Dernière semaine avant un semi-marathon : comment s’entraîner, récupérer et performer le jour J

La dernière semaine avant un semi-marathon est cruciale pour transformer des semaines d’entraînement en performance. C’est une phase d’affûtage, où l’on allège la charge sans perdre les bénéfices de la préparation. En suivant les bons conseils, vous arriverez reposés, affûtés et prêts pour le jour J.

On parle souvent de « semaine-type » avant une compétition, mais la vérité est simple : il n’existe pas de recette universelle. Chaque coureur évolue dans un contexte particulier : charge de travail, météo, niveau de fatigue, contraintes personnelles… Copier à l’identique un plan trouvé en ligne est une erreur fréquente.
Votre préparation doit rester flexible, à l’écoute de vos sensations.

Deux options selon votre état de forme

Un affûtage réussi permet un gain de vitesse d’environ 5%. De précieuses minutes sur semi-marathon !
Un affûtage réussi permet un gain de vitesse d’environ 5%. De précieuses minutes sur semi-marathon ! ©Brooks

Si votre préparation a été solide

  • Lundi : repos
  • Mardi : 30 min d’endurance + 20 min à allure semi + 10 min très lent
  • Mercredi : repos
  • Jeudi : 20 min d’échauffement + 4 × 5 min à allure 10 km / récup 3 min
  • Vendredi : repos
  • Samedi : 25 min d’échauffement + 5 × 200 m à allure 10 km / récup 200 m trot + 10 min retour au calme
  • Dimanche : échauffement + 5 lignes droites avant votre course

Si votre préparation a été chaotique

  • Lundi : 50 à 70 min d’endurance
  • Mardi : repos
  • Mercredi : 20 min d’échauffement + 15 min allure semi + 5 min lent + 5 min allure 10 km + 10 min retour au calme
  • Jeudi : repos
  • Vendredi : 20 min de footing lent + 5 lignes droites techniques
  • Samedi : repos
  • Dimanche : échauffement réduit, départ prudent

Objectif de la semaine : récupérer pour progresser

Un affûtage réussi permet un gain de vitesse d’environ 5%. De précieuses minutes sur semi-marathon !
©Brooks

Le semi-marathon est exigeant : effort prolongé, chocs répétés, gestion de la chaleur et du stress.
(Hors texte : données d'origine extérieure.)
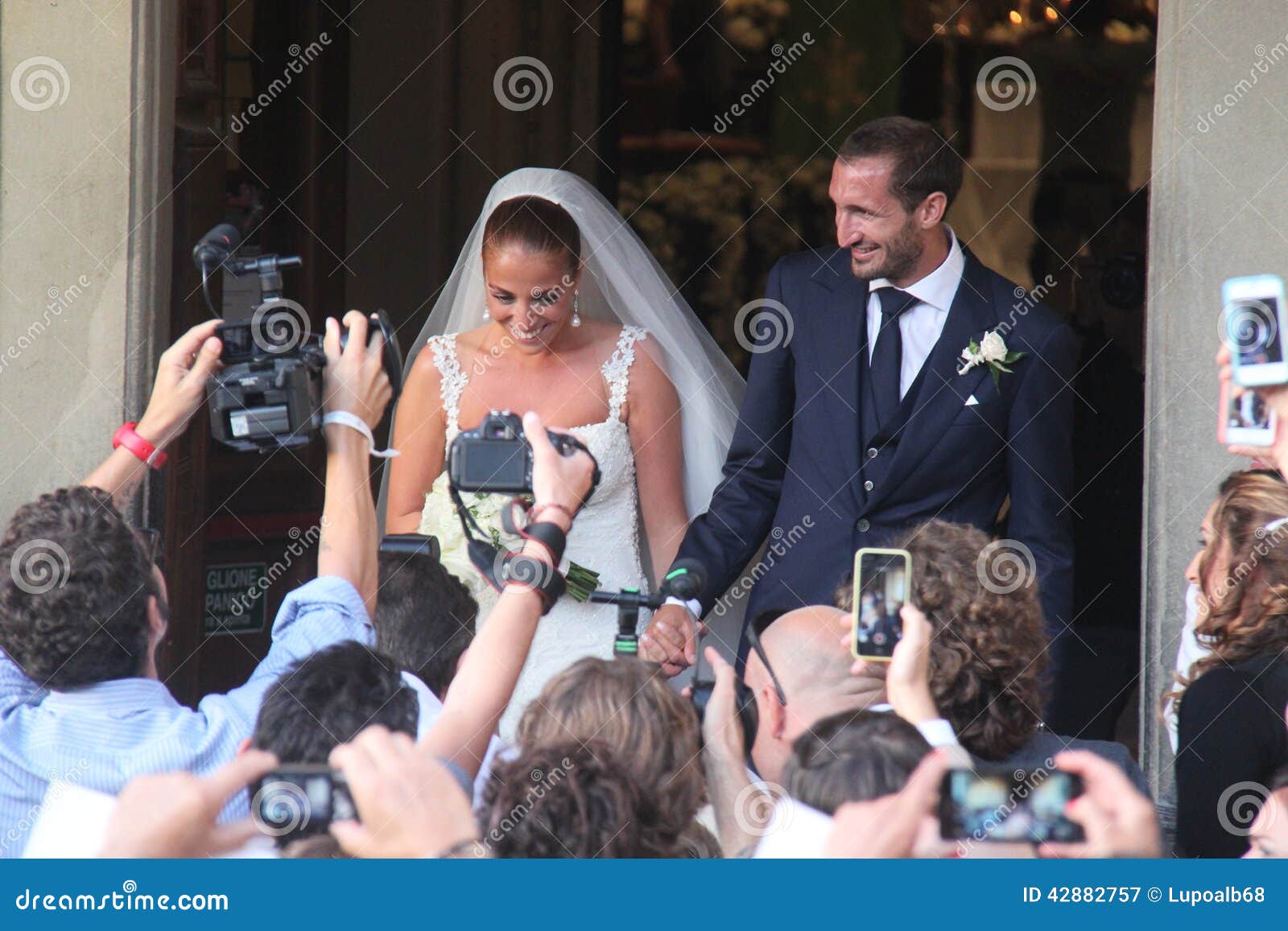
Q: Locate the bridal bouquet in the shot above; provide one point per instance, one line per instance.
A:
(440, 519)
Pour être performant, il faut arriver frais.
Durant cette période d’affûtage :

  • Réduisez votre volume d’entraînement de 50 à 60 %,
  • Conservez la fréquence et l’intensité,
  • Dormez suffisamment et restez hydraté,
  • Ne testez rien de nouveau (chaussures, alimentation, routine).

Ne changez pas tout à la dernière minute

Beaucoup de coureurs, par stress, changent leurs habitudes : plus d’étirements, plus d’eau, nouveaux rituels… Mauvaise idée !
Mieux vaut ne pas perturber votre organisme à quelques jours de la course.
Écoutez-vous :

  • Si vous êtes en forme, privilégiez un entraînement léger type 30”/30” (courtes fractions à 110 % de VMA).
  • Si vous êtes un peu “rouillé”, optez pour des fractions longues (4 × 4 min à 90 % VMA) pour réveiller la machine.

Dernier fractionné : jusqu’à quand ?

On recommande souvent d’éviter les séances intenses après le jeudi, mais cette règle n’est pas absolue.
Si vous sentez vos jambes lourdes sans être fatigué, un court rappel de vitesse le samedi peut suffire à vous débloquer et vous mettre dans les meilleures dispositions pour le lendemain.

La dernière sortie longue : à adapter

Il n’y a pas de durée “magique” pour la dernière sortie longue avant un semi-marathon. Elle dépend de votre forme, de la météo et de vos habitudes.
Évitez simplement une sortie trop exigeante qui pourrait créer de la fatigue inutile. L’objectif est de rester en mouvement, pas d’ajouter de la charge.